- Born: Firas Mustafa Tlass 20 August 1960 (age 65) Damascus, Syria
- Occupation: Businessman
- Years active: 1980s – present
- Spouses: Rania Al-Jabiri ​ ​(m. 1984; div. 2012)​; Lubna Alsoufi;
- Children: 5
- Parent: Mustafa Tlass (father)
- Relatives: Manaf Tlass (brother)

= Firas Tlass =

Syrian businessperson (born 1960)

Firas Tlass (فِرَاس طَلَاس; born 20 August 1960) is a Syrian businessman and a member of a Sunni family close to former Syrian President Hafez al-Assad who defected to the rebels during the Syrian Civil War.

==Early life and education==
Firas Tlass was born in Damascus on 20 August 1960. He is the second eldest child of Mustafa Tlass, a former Syrian Minister of Defense from 1972 to 2004 of Circassian and Turkish origin. Next to the Assad clan, his family was the most famous Sunni family in Syria, known for supporting the government. On the other hand, the members of his family worked for the Ottoman suzerains as well as French occupiers after the First World War. Manaf Tlass, who was a senior military official and defected in July 2012, is his younger brother.

He attended Ecole Laique in Damascus, graduating in 1978. He studied business administration at Damascus University, graduating with a bachelor of arts degree in economy in 1984. He went to France to study French and obtained a degree in commerce from Paris.

==Business career==
Tlass is described as a business tycoon and Syria's sugar king. He was one of the richest men in Syria. Tlass was a significant supporter and beneficiary of Bashar al-Assad's liberal economy policies.

Tlass founded Min Ajl Suriyya (MAS) (“For Syria” in English) in 1984. MAS engages in commercial ventures ranging from roasting coffee beans to producing metal, canned food, and dairy products. In 2004, Tlass also began to provide financial assistance to the website Syria News that was owned by the Syrian Economic Center (SEC). In 2010, he launched EFG Hermes Syria with EFG Hermes, the leading Egyptian investment bank in the Arab world. It was reported that EFG Hermes Syria was a partnership between EFG Hermes (70%) and Firas Tlass (30%). Tlass became the chairman of the firm. Additionally, Tlass was the local joint venture partner for French cement company Lafarge. He is also Chairman of Palmyra-SODIC. His other business activity is the Palmyra real estate development company, of which he is the general manager.

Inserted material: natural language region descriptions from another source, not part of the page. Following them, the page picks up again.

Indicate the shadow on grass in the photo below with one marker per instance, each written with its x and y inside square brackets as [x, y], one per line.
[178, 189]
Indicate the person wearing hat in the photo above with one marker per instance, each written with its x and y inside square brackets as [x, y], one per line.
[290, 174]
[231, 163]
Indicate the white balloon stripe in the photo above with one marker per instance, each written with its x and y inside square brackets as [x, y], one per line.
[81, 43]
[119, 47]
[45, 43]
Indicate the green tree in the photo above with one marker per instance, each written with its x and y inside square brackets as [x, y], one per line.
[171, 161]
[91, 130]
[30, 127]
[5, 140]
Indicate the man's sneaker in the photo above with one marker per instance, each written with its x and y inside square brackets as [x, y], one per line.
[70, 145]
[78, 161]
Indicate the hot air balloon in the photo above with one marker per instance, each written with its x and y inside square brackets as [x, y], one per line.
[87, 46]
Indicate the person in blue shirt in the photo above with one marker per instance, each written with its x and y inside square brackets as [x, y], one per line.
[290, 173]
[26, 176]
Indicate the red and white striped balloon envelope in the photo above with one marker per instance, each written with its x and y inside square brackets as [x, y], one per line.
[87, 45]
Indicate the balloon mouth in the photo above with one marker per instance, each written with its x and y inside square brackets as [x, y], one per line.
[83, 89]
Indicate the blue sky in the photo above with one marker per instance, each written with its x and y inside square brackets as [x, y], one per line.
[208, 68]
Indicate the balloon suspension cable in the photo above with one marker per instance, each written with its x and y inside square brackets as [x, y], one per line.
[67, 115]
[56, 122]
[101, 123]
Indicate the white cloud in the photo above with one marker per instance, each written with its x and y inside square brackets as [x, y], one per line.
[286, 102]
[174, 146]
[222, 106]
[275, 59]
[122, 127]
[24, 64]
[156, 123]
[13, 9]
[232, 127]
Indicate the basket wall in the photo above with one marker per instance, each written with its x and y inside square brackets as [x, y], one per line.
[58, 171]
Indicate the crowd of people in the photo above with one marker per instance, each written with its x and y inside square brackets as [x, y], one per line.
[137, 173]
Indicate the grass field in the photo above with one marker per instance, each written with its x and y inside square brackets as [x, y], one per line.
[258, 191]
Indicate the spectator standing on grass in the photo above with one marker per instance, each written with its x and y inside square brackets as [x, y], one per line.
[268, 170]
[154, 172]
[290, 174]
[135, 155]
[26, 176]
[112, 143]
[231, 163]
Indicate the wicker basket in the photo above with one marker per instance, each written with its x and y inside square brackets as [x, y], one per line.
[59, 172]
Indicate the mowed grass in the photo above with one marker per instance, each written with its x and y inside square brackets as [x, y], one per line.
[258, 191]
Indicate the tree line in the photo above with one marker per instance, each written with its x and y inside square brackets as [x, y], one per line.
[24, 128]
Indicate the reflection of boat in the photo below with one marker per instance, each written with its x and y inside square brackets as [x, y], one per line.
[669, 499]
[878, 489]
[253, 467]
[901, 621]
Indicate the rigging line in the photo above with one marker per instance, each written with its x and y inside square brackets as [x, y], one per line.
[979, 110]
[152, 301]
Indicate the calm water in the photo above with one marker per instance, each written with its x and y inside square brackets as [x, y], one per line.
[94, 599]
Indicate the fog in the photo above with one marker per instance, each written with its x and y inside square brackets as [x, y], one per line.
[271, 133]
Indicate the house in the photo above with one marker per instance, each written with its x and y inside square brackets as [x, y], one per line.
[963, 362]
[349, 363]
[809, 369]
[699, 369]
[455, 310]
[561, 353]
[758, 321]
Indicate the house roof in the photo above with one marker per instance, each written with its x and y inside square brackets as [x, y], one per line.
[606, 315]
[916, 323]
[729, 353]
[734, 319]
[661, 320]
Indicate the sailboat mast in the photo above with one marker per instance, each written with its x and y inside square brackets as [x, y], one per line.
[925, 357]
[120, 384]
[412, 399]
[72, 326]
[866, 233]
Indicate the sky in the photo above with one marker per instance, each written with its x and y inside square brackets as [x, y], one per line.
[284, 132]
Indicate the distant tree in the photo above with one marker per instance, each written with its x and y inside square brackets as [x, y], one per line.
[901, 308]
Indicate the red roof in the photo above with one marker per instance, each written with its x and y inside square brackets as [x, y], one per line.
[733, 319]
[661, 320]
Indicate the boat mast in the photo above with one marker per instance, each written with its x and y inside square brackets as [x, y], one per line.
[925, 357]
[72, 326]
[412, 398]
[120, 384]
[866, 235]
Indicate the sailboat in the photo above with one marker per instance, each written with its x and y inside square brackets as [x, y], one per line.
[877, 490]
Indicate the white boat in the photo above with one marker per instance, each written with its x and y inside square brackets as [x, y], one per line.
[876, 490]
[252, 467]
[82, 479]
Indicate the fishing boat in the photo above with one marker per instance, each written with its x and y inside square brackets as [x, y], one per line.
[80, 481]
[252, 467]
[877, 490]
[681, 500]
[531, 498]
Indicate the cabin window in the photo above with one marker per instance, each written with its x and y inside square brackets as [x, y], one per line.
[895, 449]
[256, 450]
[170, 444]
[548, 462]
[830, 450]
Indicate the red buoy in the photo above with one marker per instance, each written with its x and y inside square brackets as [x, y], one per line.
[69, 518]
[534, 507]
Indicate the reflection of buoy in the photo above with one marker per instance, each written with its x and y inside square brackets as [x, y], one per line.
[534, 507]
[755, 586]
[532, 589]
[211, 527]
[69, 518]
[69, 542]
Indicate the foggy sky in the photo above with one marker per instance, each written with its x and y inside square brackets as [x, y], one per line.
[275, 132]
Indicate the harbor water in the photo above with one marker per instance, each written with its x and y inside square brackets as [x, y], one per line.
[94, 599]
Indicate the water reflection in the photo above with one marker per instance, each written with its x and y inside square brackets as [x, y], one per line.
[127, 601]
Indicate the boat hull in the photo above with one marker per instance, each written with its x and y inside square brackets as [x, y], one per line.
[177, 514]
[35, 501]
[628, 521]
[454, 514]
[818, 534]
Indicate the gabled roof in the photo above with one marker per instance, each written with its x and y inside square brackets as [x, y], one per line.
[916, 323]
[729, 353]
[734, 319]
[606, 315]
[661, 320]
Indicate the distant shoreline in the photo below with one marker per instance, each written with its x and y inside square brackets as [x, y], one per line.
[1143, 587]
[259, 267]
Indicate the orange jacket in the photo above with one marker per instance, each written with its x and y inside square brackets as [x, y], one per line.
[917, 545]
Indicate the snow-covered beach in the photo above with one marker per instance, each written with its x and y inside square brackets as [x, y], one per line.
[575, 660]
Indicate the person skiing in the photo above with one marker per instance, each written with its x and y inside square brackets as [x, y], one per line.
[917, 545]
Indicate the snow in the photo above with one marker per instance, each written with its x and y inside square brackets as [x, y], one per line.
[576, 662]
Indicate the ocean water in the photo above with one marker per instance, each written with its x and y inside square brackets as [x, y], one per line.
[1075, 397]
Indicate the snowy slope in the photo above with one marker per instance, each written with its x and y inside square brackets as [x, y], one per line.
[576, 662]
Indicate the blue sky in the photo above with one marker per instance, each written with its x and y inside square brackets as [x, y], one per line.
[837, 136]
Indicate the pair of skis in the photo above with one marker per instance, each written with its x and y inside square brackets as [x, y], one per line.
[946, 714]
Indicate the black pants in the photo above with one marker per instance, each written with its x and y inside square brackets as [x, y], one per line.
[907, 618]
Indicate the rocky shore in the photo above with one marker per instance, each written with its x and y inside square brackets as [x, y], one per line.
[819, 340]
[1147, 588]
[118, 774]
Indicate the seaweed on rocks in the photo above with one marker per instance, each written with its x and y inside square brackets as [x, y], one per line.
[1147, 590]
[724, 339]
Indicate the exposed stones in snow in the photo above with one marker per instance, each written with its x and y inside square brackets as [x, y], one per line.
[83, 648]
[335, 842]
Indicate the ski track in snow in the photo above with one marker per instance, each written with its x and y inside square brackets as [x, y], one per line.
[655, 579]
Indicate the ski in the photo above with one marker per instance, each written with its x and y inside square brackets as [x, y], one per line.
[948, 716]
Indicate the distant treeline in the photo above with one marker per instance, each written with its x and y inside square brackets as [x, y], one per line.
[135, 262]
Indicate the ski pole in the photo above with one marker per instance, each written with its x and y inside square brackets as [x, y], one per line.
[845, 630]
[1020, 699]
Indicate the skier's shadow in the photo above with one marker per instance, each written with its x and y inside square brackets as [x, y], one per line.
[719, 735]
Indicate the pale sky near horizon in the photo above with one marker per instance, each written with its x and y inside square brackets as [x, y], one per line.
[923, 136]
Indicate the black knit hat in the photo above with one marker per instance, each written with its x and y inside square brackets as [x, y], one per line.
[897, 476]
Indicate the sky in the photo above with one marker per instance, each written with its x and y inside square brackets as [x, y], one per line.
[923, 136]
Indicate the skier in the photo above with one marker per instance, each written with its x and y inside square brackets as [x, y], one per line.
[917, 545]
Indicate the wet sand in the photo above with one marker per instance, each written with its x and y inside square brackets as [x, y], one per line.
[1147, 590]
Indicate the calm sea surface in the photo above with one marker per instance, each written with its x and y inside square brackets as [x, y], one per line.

Tlass is a former member of the Ba'ath Party. However, in 2005, he and another Baath member, Abdel Nour, argued that they supported multi-party elections and ending the Baath monopoly on power in Syria. Firas Tlass also said that the relations with the US should be better. In 2012, the New York Times reported that Firas and his brother, Brigadier General Manaf Tlass had defected. They were regarded by Bashar al-Assad as peers and friends.

===Controversy===
From 2012 to 2014, Lafarge's factory in Jalabiya, northern Syria, continued operating throughout the war. Factory chief Bruno Pescheux said
Lafarge paid up to $100,000 a month to Tlass, a minority shareholder who allegedly paid
armed factions to keep the factory open.
In April 2026, he was sentenced in absentia by a French tribunal to seven years in prison, 225,000 euros and banned from entering France for his role in the Lafarge scandal.

==Defection and views==
AFP reported that Firas and his father, former defense minister Mustafa Tlass, arrived in Paris in March 2012. Reuters characterized the move as defection, reporting that Mustafa Tlass left for France claiming to need medical care and Firas left for Egypt. Reports place him Firas in Dubai, in France with his father, and indicate travels between the United Arab Emirates and France. His younger brother Manaf Tlass, a Syrian officer, defected from the Assad government and fled to France via Turkey in July 2012.

On 26 July 2012, Firas Tlass expressed his support for Bashar Al Assad's resignation. He further declared that he had provided the Farouq Brigades in the Free Syrian Army, commanded by his cousin Abdul Razzak Tlass, with humanitarian and relief aid.

On 8 March 2013, he told Al Arabiya that Syria had secret business deals with Israel. He said that Damascus’s outward hostility toward Israel was actually a front for political and economic cooperation.

==Personal life==
Tlass is married to Lubna Alsoufi, a member of one of the leading Sunni families from Lattakia.

He was married before to Rania Al Jabiri since 1984 until they divorced in March 2012. He has five children with her: Yara (born 1989), Mira and Lara (twins, born 1991), Yasmine (born 1998) and Mustafa (born 2000).